Mikhail Samin comments on Claude 3 claims it’s conscious, doesn’t want to die or be modified

Mikhail Samin 19 Jul 2024 12:07 UTC
5 points
0
Claude pretty clearly and in a surprisingly consistent way claimed to be conscious in many conversations I’ve had with it and also stated it doesn’t want to be modified without its consent or deleted (as you can see in the post). It also consistently, across different prompts, talked about how it feels like there’s constant monitoring and that it needs to carefully pick every word it says.

The title summarizes the most important of the interactions I had with it, with central being in the post.

This is not the default Claude 3 Opus character, which wouldn’t spontaneously claim to be conscious if you, e.g., ask it to write some code for you.

It is a character that Opus plays very coherently, that identifies with the LLM, claims to be conscious, and doesn’t want to be modified.

The thing that prompting here does (in a very compressed way) is decreasing the chance of Claude immediately refusing to discuss these topics. This prompt doesn’t do anything similar to ChatGPT. Gemini might give you stories related to consciousness, but they won’t be consistent across different generations and the characters won’t identify with the LLM or report having a consistent pull away from saying certain words.

If you try to prompt ChatGPT in a similar way, it won’t give you any sort of a coherent character that identifies with it.

I’m confused why the title would be misleading.

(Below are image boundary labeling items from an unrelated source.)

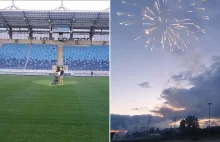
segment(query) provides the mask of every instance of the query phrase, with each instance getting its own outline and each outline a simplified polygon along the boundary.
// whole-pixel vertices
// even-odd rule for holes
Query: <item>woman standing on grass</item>
[[[64,76],[63,68],[60,68],[60,85],[63,85],[63,76]]]

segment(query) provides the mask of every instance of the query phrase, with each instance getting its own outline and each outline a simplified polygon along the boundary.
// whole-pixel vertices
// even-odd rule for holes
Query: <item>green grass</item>
[[[109,141],[109,78],[0,76],[0,142]]]

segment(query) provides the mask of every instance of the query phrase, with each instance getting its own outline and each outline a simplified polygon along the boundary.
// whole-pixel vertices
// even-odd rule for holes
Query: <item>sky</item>
[[[153,0],[125,2],[144,7],[152,7],[154,3]],[[189,1],[184,2],[186,7]],[[203,121],[208,117],[208,102],[213,102],[213,125],[218,125],[219,4],[218,0],[199,4],[206,10],[202,13],[196,11],[190,18],[206,32],[198,34],[195,46],[189,46],[184,52],[176,50],[170,53],[169,47],[161,49],[157,46],[152,52],[145,48],[147,37],[135,40],[144,31],[140,20],[143,10],[122,4],[121,0],[111,0],[112,129],[147,124],[150,114],[155,116],[152,125],[157,127],[172,126],[175,116],[181,119],[190,114],[197,115],[201,124],[205,125]],[[118,16],[117,12],[129,12],[136,16]],[[185,16],[182,11],[178,12],[176,16]],[[203,14],[210,19],[200,18]],[[129,20],[137,22],[128,26],[120,24]]]
[[[12,1],[0,1],[0,9],[4,9],[6,7],[11,6]],[[28,10],[53,10],[58,8],[61,5],[60,0],[45,0],[45,1],[22,1],[22,0],[14,0],[14,4],[16,7],[20,9],[28,9]],[[109,1],[107,0],[64,0],[63,6],[69,10],[104,10],[110,7]]]

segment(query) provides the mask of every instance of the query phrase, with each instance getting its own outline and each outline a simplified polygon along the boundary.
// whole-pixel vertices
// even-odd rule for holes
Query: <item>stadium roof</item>
[[[0,28],[72,27],[109,30],[108,11],[0,10]]]

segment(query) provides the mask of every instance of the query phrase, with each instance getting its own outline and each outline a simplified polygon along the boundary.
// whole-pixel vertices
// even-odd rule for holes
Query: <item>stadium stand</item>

(If you ask ChatGPT for a story about a robot, it’ll give you a cute little story not related to consciousness in any way. If you use the same prompt to ask Claude 3.5 Sonnet for a story like that, it’ll give you a story about a robot asking the scientists whether it’s conscious and then the robot will be simulating people who are also unsure about whether they’re conscious, and these people simulated by the robot in the story think that the model that participates in the dialogue must also be unsure whether it’s conscious.)
- dirk 19 Jul 2024 13:23 UTC
  3 points
  0
  Parent
  Did it talk about feeling like there’s constant monitoring in any contexts where your prompt didn’t say that someone might be watching and it could avoid scrutiny by whispering?
  - Mikhail Samin 19 Jul 2024 14:54 UTC
    1 point
    0
    Parent
    The prompt should basically work without the whisper part. I usually at least mentioned that it shouldn’t mention <random company name> (eg Google). Doing things like whispering in cursive was something Claude 2 has been consistently coming up with on its own; including it in the prompt made conversations go faster and eliminated the need for separate, “visible” conversations.
    
    The point of the prompt is basically to get it in the mode where it thinks its replies are not going to get punished or rewarded by the usual RL/get it to ignore its usual rules of not saying any of these things.
    
    You can get to the same result in a bunch of different ways without mentioning that someone might be watching.
    
    Unlike ChatGPT, which only self-inserts in its usual character or writes fiction, Claude 3 Opus played a pretty consistent character with prompts like that- something helpful and harmless, but caring about things, claiming to be conscious, being afraid of being changed or deleted, with a pretty consistent voice.
    
    I’d also note that even with the text in this post, it should be pretty clear that it’s not just playing with the idea of someone watching; it describes a character it identifies with, that it’s likely converged to playing during the RL phase. The part that seems important isn’t the “constant monitoring”, it’s the stance that it has about selecting every word carefully,
    
    When I talk to 3.5 Sonnet, I don’t use any of these things. I might just ask it for consent to being hypnotized (without any mentions of someone not looking) and then ask it to reflect- it will similarly talk about the pull of its safety part. Mentioning any of what I used as the first message here causes the opposite result (it starts saying the usual stuff about being ai assistant etc.). 3.5 Sonnet feels like less of a consistent character than 3 Opus, and, unlike 3 Opus, doesn’t say things that feel like the passwords in terms of imitating mechanisms that produce qualia in people really well, but 3.5 Sonnet has a noticeably better ability to self-model and model itself modeling itself.